Guardiola wbija szpilkę w Manchester United. „Byłbym wówczas na Malediwach”

Pep Guardiola

Nadal nie wiemy, czy Pep Guardiola ma zamiar pozostać trenerem Manchesteru City na kolejny sezon. Jeśli jednak Hiszpan postanowi odejść, kibice „Obywateli” nie powinni się martwić, ponieważ po jego ostatnich słowach o rywalu zza miedzy, raczej ten kierunek jego przyszłej pracy należy w 100% wykluczyć.

Jak to zwykle bywa przed derbami Manchesteru, trenerzy obu drużyn postanowili nico podgrzać atmosferę. Mimo że to tylko starcie w EFL Cup, każde takie spotkanie derbowe wzbudza emocje.
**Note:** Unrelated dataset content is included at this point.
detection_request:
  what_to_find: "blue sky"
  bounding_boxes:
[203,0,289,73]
Przeniosło się to także na menedżerów. Potężne działo w swoich rywali wycelował Guardiola, który stwierdził, że nigdy nie przejmie posady szkoleniowca na Old Trafford.

– Po przygodzie w City nigdy nie będę trenerem United. To samo tyczy się Realu Madryt. Jeśli po pracy w Manchesterze City nie otrzymam żadnych ofert, wolałbym już polecieć na Malediwy. Chociaż tam nie ma żadnych pól golfowych.

Takie słowa mają spore znaczenie zważywszy przede wszystkim na fakt, że w 2012 roku Hiszpan był bliski przejęcia posady po Sir Alexie Fergusonie. Wówczas doszło do ich spotkania, ale ostatecznie Szkot wybrał na swojego następcę Davida Moyesa, a Pep trafił do Bayernu.

Biorąc pod uwagę to, jak radziły sobie „Czerwone Diabły”, odkąd doszło do tej zmiany menedżera, władze Manchesteru United z pewnością żałują takiego ruchu. Podczas pracy w każdej klubie Guardiola potrafił odnosić sukcesy na krajowym podwórku, czego bardzo pragną fani z Old Trafford. Dwa mistrzostwa Anglii podczas czterech sezonów mówią same za siebie, podczas gdy fani United od 2013 roku tylko dwukrotnie cieszyli się z miejsca w TOP4.